My goal is not to bash Honda, but to hopefully catch the eye of someone here that can get me the right help. I'm don't think I'm talking to the right decision makers currently. 

Here's the story... Last year in March we were hit with a tiny ice storm here in SC, and it led to the loss of power for a day. We lost some of the servers for the day at our small business, and things got chaotic. We had backup power for our shop, but I refused to let anyone run our sensitive servers on anything less than an inverter generator. That same week we ordered an EU2000i from Wise Sales to prevent downtime in the future. We received the generator a few days later, and it went on the shelf along with a bottle of Honda oil for when we needed it. We did not want to put gas and oil in the generator to just sit until it needed to be used, so it remained in the box. 
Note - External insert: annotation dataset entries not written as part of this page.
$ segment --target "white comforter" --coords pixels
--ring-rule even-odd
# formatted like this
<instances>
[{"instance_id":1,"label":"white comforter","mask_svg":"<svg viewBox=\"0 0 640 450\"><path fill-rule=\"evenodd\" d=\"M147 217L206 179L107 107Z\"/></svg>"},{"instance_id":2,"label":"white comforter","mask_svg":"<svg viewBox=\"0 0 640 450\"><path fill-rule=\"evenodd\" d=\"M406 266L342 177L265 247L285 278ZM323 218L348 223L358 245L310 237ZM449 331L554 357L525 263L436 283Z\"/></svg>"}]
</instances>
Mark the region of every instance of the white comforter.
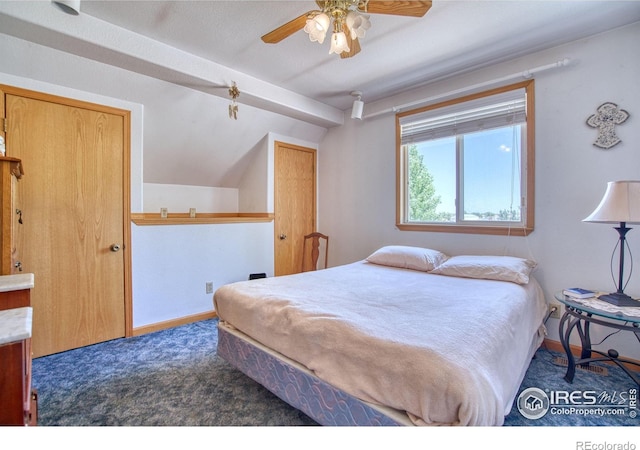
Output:
<instances>
[{"instance_id":1,"label":"white comforter","mask_svg":"<svg viewBox=\"0 0 640 450\"><path fill-rule=\"evenodd\" d=\"M535 279L521 286L364 261L229 284L214 304L221 321L418 425L501 425L546 311Z\"/></svg>"}]
</instances>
Fast forward to August 6th, 2015, and we lost power for the first time. We have about 5 hours worth of battery backup power, so we let things ride for a couple of hours. When the power was still out after a couple of hours, I grabbed the EU2000i for it's grand debut. One of our other guys went down to QT and filled a 5 gallon jug full of ethanol free gas while I unboxed the generator. The generator looked brand new, and there were no concerns. I unscrewed the dipstick to put oil in the machine, and to my surprise, it was full of oil. I had no concern other than thinking that it was odd that the generator was shipped with oil. We poured gas in the tank and began to pull the cord. There was no sign of life whatsoever. We pulled 20 times... nothing... 50 times... nothing. I called Wise Sales at this point (in somewhat of a panic since we had no power), and they walked me through some basic troubleshooting. We drained the bowl of the carb to ensure that fuel was getting to the carb. I pulled the spark plug and checked for spark. I mentioned to Wise Sales that the machine was full of oil because I thought that was odd, and he said that was "impossible." There was fuel in the bowl, and there was spark, but it didn't seem like there was any fuel actually getting to the cylinder. We continued to check things and pull the cord for another hour or so with no signs of life when the power came back on. 
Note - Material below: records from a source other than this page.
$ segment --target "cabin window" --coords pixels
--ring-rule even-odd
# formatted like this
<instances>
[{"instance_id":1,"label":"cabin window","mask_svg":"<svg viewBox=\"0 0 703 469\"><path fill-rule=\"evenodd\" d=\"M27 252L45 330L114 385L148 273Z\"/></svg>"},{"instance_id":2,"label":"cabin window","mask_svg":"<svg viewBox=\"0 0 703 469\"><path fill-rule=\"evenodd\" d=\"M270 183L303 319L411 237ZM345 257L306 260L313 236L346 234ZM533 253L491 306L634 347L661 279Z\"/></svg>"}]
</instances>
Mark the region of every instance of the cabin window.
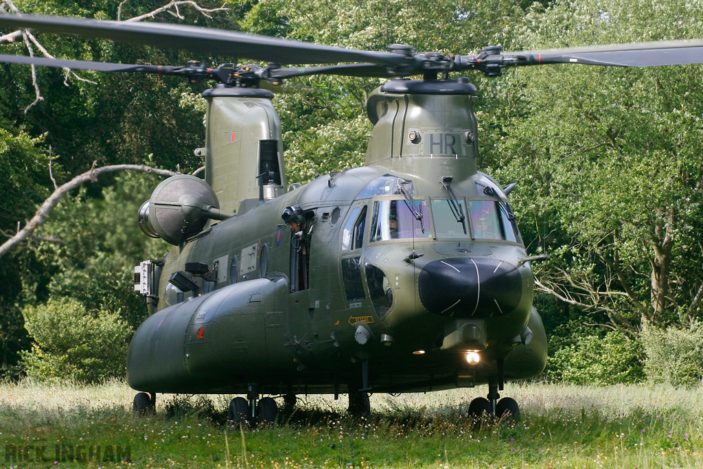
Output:
<instances>
[{"instance_id":1,"label":"cabin window","mask_svg":"<svg viewBox=\"0 0 703 469\"><path fill-rule=\"evenodd\" d=\"M437 239L470 238L468 214L463 200L432 200L432 221Z\"/></svg>"},{"instance_id":2,"label":"cabin window","mask_svg":"<svg viewBox=\"0 0 703 469\"><path fill-rule=\"evenodd\" d=\"M520 235L507 203L497 200L470 200L469 208L474 238L517 242Z\"/></svg>"},{"instance_id":3,"label":"cabin window","mask_svg":"<svg viewBox=\"0 0 703 469\"><path fill-rule=\"evenodd\" d=\"M229 283L236 283L239 274L239 261L237 256L232 256L232 263L229 265Z\"/></svg>"},{"instance_id":4,"label":"cabin window","mask_svg":"<svg viewBox=\"0 0 703 469\"><path fill-rule=\"evenodd\" d=\"M431 236L427 203L424 199L373 203L370 241L430 238Z\"/></svg>"},{"instance_id":5,"label":"cabin window","mask_svg":"<svg viewBox=\"0 0 703 469\"><path fill-rule=\"evenodd\" d=\"M259 278L263 278L269 274L269 246L262 246L262 252L259 256Z\"/></svg>"},{"instance_id":6,"label":"cabin window","mask_svg":"<svg viewBox=\"0 0 703 469\"><path fill-rule=\"evenodd\" d=\"M342 278L344 283L347 301L363 300L363 285L361 283L361 257L344 257L342 259Z\"/></svg>"},{"instance_id":7,"label":"cabin window","mask_svg":"<svg viewBox=\"0 0 703 469\"><path fill-rule=\"evenodd\" d=\"M393 291L388 278L380 269L373 264L366 263L366 283L371 304L379 318L382 318L393 304Z\"/></svg>"},{"instance_id":8,"label":"cabin window","mask_svg":"<svg viewBox=\"0 0 703 469\"><path fill-rule=\"evenodd\" d=\"M357 207L352 210L347 224L342 231L342 250L359 249L363 243L363 231L366 226L366 207Z\"/></svg>"}]
</instances>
We spent the next day (Friday) catching up on things, so I called Honda Power Equipment Customer Relations on Monday (August 10), with my concern and thought that this was pretty cut and dry with the expected outcome of a new replacement EU2000i. Please keep in mind that it never ran a single second right out of the box. I was shocked when they shut down the idea of a replacement and told me to take it to a dealer for service. I pushed back and explained that I purchased a brand new unit and didn't expect it to be serviced, but they wouldn't budge. I caved in and took it to a dealer the next day (August 11). 
When I dropped the generator off at the dealer, the mechanic spent time on it right then and kept assuring me that it must be something simple and I could hang around and take it with me once he found it. A while later, he finally created a ticket for it and told me they would call when they finally figured it out. A week later, I stopped back by the dealer to check on things, and he told me that they couldn't figure out what was wrong with it. I called Honda Power Equipment, and when they called the dealer they learned that the mechanic was no longer working there and they were looking for a new mechanic. The generator was then transferred to another dealer. 
Many, many phone calls were made between this time between myself and the local dealer along with Honda Power Equipment Customer Service. I could get no answers any time that I called. Yesterday (September 2), on my daily call to Honda Power Equipment Customer Service, I was told that the generator was ready for pickup. I thanked them for getting it taken care of, and I drove over an hour (round trip) to pick it up. When I got to the service center, the technician told me that the carburetor was so gummed up that they had to clean it 3 times in their ultrasonic cleaner. He kept saying that it was "really nasty" and told me that I needed to buy "better gas." I kept explaining to him that the generator had never been run by me and that it was brand new with ethanol-free gas added to it for the very first time on August 6th. I took the generator outside, sat it on my tailgate, and it fired right up on the first pull with just a tiny puff of blue smoke from the exhaust. I let it run for 4-5 minutes and all seemed well, so off we went.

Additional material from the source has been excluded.